PERSPECTIVE: Awards recognise creative talents of the direct industry

Some journalists risk shrapnel and exploding bombs in the course of duty, so when someone asked me recently to name the most dangerous thing I’d experienced while working on Campaign, I had to think long and hard.

Some journalists risk shrapnel and exploding bombs in the course of

duty, so when someone asked me recently to name the most dangerous thing

I’d experienced while working on Campaign, I had to think long and

hard.



Well, witnessing Nigel Rose close-questioning Trevor Beattie - after a

drink or ten at the D&AD awards - about the parentage of the Wonderbra

work was thrilling stuff. And phoning up Kevin Morley back in 1994 to

ask why a former KMM employee’s fiance had burst into the room and

launched an attack on Morley during the Big Man’s pitch for the Iceland

business certainly set my pulse racing.



However, what really stands out is a dinner Campaign held this summer

with ten or so creative directors from direct marketing agencies. Aware

that Campaign’s interest in DM until recently was perfunctory, to say

the least, we expected a barrage of criticism.

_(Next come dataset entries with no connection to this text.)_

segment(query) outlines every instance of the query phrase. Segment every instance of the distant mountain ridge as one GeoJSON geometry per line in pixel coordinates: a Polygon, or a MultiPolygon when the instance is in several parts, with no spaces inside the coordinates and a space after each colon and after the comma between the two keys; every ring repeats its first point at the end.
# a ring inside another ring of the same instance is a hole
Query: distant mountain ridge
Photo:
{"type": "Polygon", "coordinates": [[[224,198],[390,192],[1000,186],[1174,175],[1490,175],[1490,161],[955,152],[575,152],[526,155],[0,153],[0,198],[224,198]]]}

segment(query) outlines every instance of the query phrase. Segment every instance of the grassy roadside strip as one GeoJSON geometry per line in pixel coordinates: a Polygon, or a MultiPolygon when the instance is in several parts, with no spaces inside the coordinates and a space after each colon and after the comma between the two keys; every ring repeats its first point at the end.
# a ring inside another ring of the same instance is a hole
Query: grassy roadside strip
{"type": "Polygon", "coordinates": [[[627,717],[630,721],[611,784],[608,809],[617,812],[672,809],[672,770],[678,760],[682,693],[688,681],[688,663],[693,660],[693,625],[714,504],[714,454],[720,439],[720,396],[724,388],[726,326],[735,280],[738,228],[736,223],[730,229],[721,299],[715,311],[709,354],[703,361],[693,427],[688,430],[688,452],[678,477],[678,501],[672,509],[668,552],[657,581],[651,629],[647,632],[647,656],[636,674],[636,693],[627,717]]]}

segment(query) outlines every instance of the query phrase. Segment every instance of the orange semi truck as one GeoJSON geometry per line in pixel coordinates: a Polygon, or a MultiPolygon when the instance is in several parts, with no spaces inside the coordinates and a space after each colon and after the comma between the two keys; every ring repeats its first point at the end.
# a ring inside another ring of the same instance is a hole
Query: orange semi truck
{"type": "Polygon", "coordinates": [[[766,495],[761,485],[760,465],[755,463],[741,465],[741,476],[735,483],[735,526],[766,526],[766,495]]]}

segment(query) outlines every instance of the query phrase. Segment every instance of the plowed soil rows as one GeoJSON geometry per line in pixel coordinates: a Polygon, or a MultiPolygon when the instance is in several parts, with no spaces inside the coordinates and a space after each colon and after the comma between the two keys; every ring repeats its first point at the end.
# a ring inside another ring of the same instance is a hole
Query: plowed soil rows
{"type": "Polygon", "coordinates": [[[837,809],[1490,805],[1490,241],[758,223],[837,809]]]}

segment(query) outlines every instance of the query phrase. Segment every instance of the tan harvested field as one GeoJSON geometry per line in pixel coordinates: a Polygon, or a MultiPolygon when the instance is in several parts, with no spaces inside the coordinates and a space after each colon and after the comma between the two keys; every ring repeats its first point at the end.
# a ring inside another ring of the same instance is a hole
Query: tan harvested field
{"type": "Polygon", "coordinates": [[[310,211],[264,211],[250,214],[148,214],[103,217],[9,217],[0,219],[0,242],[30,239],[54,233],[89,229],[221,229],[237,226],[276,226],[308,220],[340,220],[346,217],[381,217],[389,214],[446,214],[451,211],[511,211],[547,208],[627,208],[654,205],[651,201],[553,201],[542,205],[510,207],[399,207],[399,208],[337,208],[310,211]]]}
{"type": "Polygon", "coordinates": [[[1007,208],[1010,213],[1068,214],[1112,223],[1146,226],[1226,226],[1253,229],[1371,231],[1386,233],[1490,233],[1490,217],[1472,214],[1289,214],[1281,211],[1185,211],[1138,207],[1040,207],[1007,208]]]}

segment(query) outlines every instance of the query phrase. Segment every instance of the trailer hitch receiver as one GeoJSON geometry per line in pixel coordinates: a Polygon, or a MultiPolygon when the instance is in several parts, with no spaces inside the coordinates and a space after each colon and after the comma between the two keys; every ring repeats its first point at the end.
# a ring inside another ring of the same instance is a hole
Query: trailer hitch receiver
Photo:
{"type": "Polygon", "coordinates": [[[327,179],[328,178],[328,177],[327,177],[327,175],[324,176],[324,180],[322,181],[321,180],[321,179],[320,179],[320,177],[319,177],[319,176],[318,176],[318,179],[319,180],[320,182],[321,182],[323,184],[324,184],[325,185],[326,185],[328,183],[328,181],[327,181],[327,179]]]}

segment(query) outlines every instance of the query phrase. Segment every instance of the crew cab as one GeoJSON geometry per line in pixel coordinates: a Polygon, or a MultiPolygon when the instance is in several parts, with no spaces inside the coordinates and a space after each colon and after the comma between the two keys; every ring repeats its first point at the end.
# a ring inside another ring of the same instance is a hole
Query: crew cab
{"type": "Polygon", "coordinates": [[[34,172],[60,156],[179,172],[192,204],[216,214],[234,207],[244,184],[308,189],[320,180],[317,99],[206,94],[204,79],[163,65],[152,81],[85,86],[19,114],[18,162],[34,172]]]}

But we wanted to find out whether the handful of big-wig DM agency

creatives who had approached us about Campaign launching its own set of

DM awards with a bias towards creative ideas spoke for more than

themselves.



For the last thing we all need is another set of awards, right? And, has

not Campaign said so? Haven’t we criticised award schemes like D&AD for

appearing to divert the industry away from its focus on commercial

realities towards that salary-enhancing walk to the podium?

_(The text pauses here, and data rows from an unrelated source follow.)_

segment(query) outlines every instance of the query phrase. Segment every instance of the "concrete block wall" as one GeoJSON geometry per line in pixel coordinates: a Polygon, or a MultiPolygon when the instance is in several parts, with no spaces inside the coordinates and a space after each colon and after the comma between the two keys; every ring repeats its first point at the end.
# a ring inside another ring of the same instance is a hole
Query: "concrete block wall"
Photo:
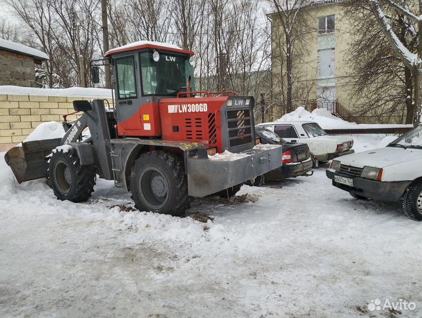
{"type": "MultiPolygon", "coordinates": [[[[0,95],[0,144],[17,143],[41,122],[61,122],[63,115],[73,113],[72,102],[93,97],[0,95]]],[[[109,100],[112,104],[111,99],[109,100]]],[[[68,117],[75,119],[77,115],[68,117]]]]}
{"type": "Polygon", "coordinates": [[[36,87],[33,58],[0,50],[0,85],[36,87]]]}

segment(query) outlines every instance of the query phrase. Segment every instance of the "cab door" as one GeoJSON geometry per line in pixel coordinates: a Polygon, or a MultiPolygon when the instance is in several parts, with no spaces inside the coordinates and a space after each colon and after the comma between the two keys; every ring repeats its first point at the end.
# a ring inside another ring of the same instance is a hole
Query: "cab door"
{"type": "Polygon", "coordinates": [[[114,58],[117,131],[119,136],[139,136],[142,130],[139,114],[140,79],[139,72],[136,71],[137,58],[134,53],[114,58]]]}

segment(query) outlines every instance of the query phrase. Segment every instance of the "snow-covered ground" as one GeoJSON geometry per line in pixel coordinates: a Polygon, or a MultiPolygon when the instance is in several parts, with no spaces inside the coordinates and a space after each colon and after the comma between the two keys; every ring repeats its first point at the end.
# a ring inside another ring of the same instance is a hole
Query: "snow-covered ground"
{"type": "Polygon", "coordinates": [[[420,317],[422,222],[354,200],[327,167],[178,218],[101,180],[62,202],[0,160],[0,316],[420,317]],[[369,311],[376,299],[416,308],[369,311]]]}

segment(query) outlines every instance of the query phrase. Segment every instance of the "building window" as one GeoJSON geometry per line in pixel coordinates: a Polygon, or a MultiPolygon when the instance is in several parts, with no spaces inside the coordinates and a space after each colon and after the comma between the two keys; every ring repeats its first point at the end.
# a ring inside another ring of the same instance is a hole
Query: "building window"
{"type": "Polygon", "coordinates": [[[328,15],[318,18],[318,34],[325,34],[334,32],[334,15],[328,15]]]}
{"type": "Polygon", "coordinates": [[[335,50],[318,50],[317,72],[319,78],[335,77],[335,50]]]}

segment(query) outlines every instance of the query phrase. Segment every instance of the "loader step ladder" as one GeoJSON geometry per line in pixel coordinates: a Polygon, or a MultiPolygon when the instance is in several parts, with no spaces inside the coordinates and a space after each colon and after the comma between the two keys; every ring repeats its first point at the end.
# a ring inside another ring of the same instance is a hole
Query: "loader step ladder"
{"type": "Polygon", "coordinates": [[[115,153],[117,150],[116,148],[113,148],[110,152],[111,157],[112,171],[114,179],[114,185],[117,187],[123,186],[123,164],[121,161],[121,148],[118,149],[118,154],[115,153]]]}

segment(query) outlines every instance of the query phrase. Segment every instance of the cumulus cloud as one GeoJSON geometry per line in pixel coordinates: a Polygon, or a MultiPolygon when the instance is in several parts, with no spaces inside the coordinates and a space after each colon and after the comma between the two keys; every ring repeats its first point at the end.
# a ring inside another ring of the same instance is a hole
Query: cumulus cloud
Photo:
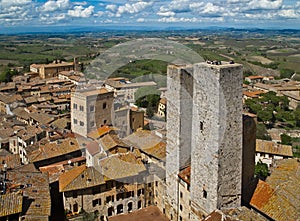
{"type": "Polygon", "coordinates": [[[214,5],[213,3],[207,3],[204,8],[202,13],[203,14],[219,14],[224,11],[224,8],[214,5]]]}
{"type": "Polygon", "coordinates": [[[64,10],[69,8],[69,0],[57,0],[57,1],[47,1],[42,7],[41,10],[45,12],[53,12],[57,10],[64,10]]]}
{"type": "Polygon", "coordinates": [[[161,6],[159,12],[173,11],[175,13],[185,13],[191,11],[191,1],[189,0],[172,0],[170,4],[161,6]]]}
{"type": "Polygon", "coordinates": [[[33,18],[31,0],[0,0],[0,23],[15,25],[33,18]]]}
{"type": "Polygon", "coordinates": [[[282,0],[252,0],[248,4],[248,9],[279,9],[282,0]]]}
{"type": "Polygon", "coordinates": [[[116,11],[117,8],[118,8],[117,5],[107,5],[107,6],[105,7],[105,9],[110,10],[110,11],[113,11],[113,12],[116,11]]]}
{"type": "Polygon", "coordinates": [[[0,1],[0,6],[10,7],[10,6],[17,6],[17,5],[28,5],[31,2],[32,2],[31,0],[2,0],[0,1]]]}
{"type": "Polygon", "coordinates": [[[125,5],[121,5],[118,7],[117,12],[116,12],[116,17],[121,17],[122,14],[124,13],[129,13],[129,14],[136,14],[144,9],[148,8],[151,6],[153,3],[152,2],[137,2],[133,4],[128,4],[126,3],[125,5]]]}
{"type": "Polygon", "coordinates": [[[300,18],[300,15],[293,9],[280,10],[278,15],[283,18],[300,18]]]}
{"type": "Polygon", "coordinates": [[[144,18],[138,18],[136,21],[137,22],[145,22],[145,19],[144,18]]]}
{"type": "Polygon", "coordinates": [[[166,12],[157,12],[157,15],[163,16],[163,17],[173,17],[175,15],[175,12],[172,11],[166,11],[166,12]]]}
{"type": "Polygon", "coordinates": [[[68,10],[68,15],[77,18],[88,18],[93,14],[94,8],[92,5],[87,8],[81,5],[75,6],[73,10],[68,10]]]}

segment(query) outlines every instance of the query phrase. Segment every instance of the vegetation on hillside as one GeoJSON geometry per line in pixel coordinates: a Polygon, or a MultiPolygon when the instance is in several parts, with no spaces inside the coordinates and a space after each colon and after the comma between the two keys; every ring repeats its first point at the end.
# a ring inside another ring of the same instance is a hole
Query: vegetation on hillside
{"type": "Polygon", "coordinates": [[[138,107],[146,108],[146,114],[149,118],[153,117],[157,112],[158,103],[160,100],[160,92],[156,87],[143,87],[135,93],[136,102],[138,107]]]}
{"type": "Polygon", "coordinates": [[[299,109],[290,110],[286,96],[276,96],[275,92],[268,92],[259,98],[247,99],[246,108],[256,114],[259,122],[268,127],[278,126],[296,128],[299,121],[299,109]]]}

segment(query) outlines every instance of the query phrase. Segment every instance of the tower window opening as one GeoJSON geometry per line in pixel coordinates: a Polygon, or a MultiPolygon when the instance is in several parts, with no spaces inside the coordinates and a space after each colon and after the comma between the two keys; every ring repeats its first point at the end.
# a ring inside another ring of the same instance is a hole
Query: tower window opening
{"type": "Polygon", "coordinates": [[[203,129],[204,129],[204,125],[203,125],[203,122],[201,121],[201,122],[200,122],[200,131],[202,132],[203,129]]]}
{"type": "Polygon", "coordinates": [[[203,189],[203,198],[207,199],[207,191],[203,189]]]}

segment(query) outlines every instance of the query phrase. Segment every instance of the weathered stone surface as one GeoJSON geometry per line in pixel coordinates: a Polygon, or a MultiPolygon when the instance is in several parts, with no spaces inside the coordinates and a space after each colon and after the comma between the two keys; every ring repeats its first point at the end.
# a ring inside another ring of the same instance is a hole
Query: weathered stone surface
{"type": "Polygon", "coordinates": [[[194,65],[191,199],[205,212],[240,206],[242,66],[194,65]]]}

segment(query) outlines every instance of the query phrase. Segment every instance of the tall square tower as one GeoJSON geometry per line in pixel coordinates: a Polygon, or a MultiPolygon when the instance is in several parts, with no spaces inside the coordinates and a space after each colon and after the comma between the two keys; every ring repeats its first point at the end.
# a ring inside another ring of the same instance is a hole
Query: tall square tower
{"type": "Polygon", "coordinates": [[[241,204],[242,65],[193,69],[191,202],[205,214],[241,204]]]}
{"type": "Polygon", "coordinates": [[[77,90],[71,94],[71,129],[87,134],[103,125],[112,124],[114,92],[104,88],[77,90]]]}
{"type": "Polygon", "coordinates": [[[166,211],[170,219],[178,209],[178,173],[191,163],[192,71],[192,66],[168,66],[166,211]]]}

But DM agencies genuinely want a set of awards they can point to as a

measure of both creative and business success. Awards that won’t be

dismissed as being so inconsequential that they can be ignored. Awards

that complement the DMA/Royal Mail Awards without attempting to take

them over. Awards that, let’s face it, could replace some of the tacky

and unrepresentative schemes that exist for below-the-line agencies.



Our response is the Campaign Direct Awards (see pages 1 and 8), an

attempt to reflect direct marketing’s coming of age and the best

standards of creativity it can offer. They are focused on inspiring and

rewarding great direct ideas - hence the strapline, ’Where creative

ideas count’ - and require a client sign-off and a 200-word contextual

explanation. The assumption is that if a client has signed off the

entry, he or she is endorsing its effectiveness - so there’s no need for

masses of back-up evidence.



If the Campaign Direct Awards succeed in inspiring, rewarding and

promoting excellent direct ideas, then they really will address the

years of mistrust and misunderstanding that have existed between

above- and below-the-line agencies who continue to compartmentalise

themselves while sometimes forgetting that the success of any one

component in a campaign is dependent on the efficiency of the others.